Controls are a case in point. Macintosh controls must appear in a window that has its top-left coordinate at (0,0). If you try to draw a checkbox or radio button into an offscreen port, or not at (0,0), you get a push button. Don't even try putting Macintosh controls into a scrolled view. Windows controls are child windows. There might be a good reason why a control has to be a window, or tightly bound to one, but it clearly isn't modular software design. The only solution for a decent class library is to implement controls from scratch.
At least one well-known class library is "view-happy", requiring that everything in a view is a subview. A view is a presenter of a collection of objects. So, conceptually, it makes no sense that the picture or icon class (objects of which appear in views) should have to be view subclass. Just because something is object-oriented doesn't mean it is thoughtfully modular. While classes by definition are modular, forced relations between objects of different classes can weaken the modularity of a class library as a whole.

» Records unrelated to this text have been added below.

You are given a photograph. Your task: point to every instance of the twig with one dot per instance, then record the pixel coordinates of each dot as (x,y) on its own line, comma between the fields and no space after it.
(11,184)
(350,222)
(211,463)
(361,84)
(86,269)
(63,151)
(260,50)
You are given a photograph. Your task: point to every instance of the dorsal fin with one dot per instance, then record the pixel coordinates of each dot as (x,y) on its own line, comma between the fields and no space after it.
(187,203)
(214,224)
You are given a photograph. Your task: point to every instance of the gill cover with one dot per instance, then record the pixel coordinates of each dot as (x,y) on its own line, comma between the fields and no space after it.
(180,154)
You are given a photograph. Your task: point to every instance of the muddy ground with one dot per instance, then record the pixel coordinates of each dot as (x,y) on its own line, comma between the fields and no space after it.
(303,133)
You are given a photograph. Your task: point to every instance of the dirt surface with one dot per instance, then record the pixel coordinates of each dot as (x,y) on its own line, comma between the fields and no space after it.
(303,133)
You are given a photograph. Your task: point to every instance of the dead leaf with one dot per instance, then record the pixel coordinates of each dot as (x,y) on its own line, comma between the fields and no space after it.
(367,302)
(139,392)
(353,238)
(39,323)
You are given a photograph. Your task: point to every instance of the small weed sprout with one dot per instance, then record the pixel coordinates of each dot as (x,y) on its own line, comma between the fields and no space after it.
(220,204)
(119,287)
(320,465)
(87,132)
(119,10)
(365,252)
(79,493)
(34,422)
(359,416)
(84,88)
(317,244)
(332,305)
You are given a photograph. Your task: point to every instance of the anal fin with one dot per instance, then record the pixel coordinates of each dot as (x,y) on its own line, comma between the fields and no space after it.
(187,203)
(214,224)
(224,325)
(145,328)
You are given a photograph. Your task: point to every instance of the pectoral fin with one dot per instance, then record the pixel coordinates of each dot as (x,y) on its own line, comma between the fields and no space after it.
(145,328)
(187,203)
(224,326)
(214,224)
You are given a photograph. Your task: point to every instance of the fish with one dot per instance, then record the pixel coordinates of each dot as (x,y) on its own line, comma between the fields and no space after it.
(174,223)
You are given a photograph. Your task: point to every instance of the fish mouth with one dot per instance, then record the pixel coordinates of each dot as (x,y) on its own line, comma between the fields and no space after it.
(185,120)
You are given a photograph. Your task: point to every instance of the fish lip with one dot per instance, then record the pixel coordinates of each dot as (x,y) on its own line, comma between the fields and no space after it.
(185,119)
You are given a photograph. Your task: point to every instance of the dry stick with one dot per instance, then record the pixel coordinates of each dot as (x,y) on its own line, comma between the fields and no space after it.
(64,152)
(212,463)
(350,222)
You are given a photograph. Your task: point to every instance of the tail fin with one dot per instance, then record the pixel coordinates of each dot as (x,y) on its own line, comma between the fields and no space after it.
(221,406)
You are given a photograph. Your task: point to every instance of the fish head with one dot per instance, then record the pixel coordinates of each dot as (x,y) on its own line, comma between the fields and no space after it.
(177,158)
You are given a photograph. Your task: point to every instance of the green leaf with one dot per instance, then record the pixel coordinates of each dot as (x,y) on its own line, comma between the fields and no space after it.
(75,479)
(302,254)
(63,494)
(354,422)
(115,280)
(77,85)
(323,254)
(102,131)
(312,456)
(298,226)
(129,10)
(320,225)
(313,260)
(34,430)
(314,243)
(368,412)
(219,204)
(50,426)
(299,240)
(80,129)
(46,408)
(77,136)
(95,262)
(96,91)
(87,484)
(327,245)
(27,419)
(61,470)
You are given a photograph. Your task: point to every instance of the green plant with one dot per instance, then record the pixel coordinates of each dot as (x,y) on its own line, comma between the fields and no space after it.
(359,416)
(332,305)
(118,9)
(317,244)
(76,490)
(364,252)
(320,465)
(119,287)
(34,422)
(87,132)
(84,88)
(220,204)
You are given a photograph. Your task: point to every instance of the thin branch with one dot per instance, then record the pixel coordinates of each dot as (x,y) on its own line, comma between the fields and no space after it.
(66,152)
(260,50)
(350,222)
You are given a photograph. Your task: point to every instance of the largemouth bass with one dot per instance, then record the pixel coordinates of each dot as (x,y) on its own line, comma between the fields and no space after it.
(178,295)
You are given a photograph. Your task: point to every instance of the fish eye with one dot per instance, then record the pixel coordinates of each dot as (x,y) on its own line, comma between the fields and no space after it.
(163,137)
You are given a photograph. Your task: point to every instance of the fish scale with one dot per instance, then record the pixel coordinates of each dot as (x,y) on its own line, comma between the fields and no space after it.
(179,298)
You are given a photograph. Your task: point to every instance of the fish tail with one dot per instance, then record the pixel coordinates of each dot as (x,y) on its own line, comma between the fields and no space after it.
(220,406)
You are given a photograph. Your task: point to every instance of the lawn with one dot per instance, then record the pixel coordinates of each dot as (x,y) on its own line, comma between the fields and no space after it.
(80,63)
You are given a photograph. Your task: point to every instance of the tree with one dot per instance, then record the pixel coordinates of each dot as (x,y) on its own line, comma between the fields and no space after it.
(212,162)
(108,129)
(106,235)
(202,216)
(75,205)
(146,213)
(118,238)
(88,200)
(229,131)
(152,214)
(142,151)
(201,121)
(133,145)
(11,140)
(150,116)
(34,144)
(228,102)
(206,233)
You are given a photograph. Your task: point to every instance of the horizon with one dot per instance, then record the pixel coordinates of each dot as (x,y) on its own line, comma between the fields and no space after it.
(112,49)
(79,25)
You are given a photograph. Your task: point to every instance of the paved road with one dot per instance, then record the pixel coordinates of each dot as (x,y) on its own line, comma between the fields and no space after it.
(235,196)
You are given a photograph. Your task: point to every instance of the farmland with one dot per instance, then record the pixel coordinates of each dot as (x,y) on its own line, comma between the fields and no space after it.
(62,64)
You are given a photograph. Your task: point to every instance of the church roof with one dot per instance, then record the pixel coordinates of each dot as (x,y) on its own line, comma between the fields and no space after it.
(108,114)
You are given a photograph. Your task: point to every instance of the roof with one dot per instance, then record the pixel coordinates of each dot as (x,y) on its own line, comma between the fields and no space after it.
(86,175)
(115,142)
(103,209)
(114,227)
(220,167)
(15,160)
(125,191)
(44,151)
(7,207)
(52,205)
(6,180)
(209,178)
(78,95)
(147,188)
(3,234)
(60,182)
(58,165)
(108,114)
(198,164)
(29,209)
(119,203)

An important question to ask vendors is whether files generated using toolkit code can be read on any supported platform. Platform-independent file generation is an important issue if you are going to be offering multiple platform versions of your product.
A solid cross-platform class library has to be designed for platform independence. It's not something that just happens in implementation. Most frameworks vendors proclaim a readiness to deliver a cross-platform version in the coming months. Approach such claims of vaporware with justified skepticism. Ask vendors how many Toolbox Managers have been used in the core class library. If you hear much more than "menus, windows, and drawing primitives", you know that the product isn't going to be cross-platform in the near future (regardless what the vendor claims).
Support for the Future
Technical support and upgrade track record are two important considerations when choosing a vendor. The ideal is to find a vendor that offers unlimited technical support, and has frequent upgrades to its toolkit.
Unlimited technical support is an expression of confidence on the vendor's part that the code is solid and the documentation is good. Frequent upgrades indicate that the vendor is constantly at work on improvements, and helps prove that the toolkit is amenable to rapid progress. Solid code and good documentation minimize the need for technical support, and make it easy for a vendor to give technical support when asked. A company that charges hundreds of dollars for technical support is a red flag that either: a) the company itself believes the toolkit is hard to learn and use, b) the documentation is inadequate, necessitating a heavy load of technical support, or c) the company is run by bean-counters or vulture capitalists interested in milking the cash cow, and you are the cow!
Getting Married
There are a lot of promises, and some promise, in the OOP toolkit market. There is already a fine array of application development toolkits available, and more coming. Not all will be around in a few years; the market provides the winnowing process.
Choosing a development toolkit is like getting married: it leads to either deepening appreciation or divorce. And divorce can waste months and years of the your life. Choosing a good toolkit can save time and frustration, accelerate application development, and may even widen your software development horizons.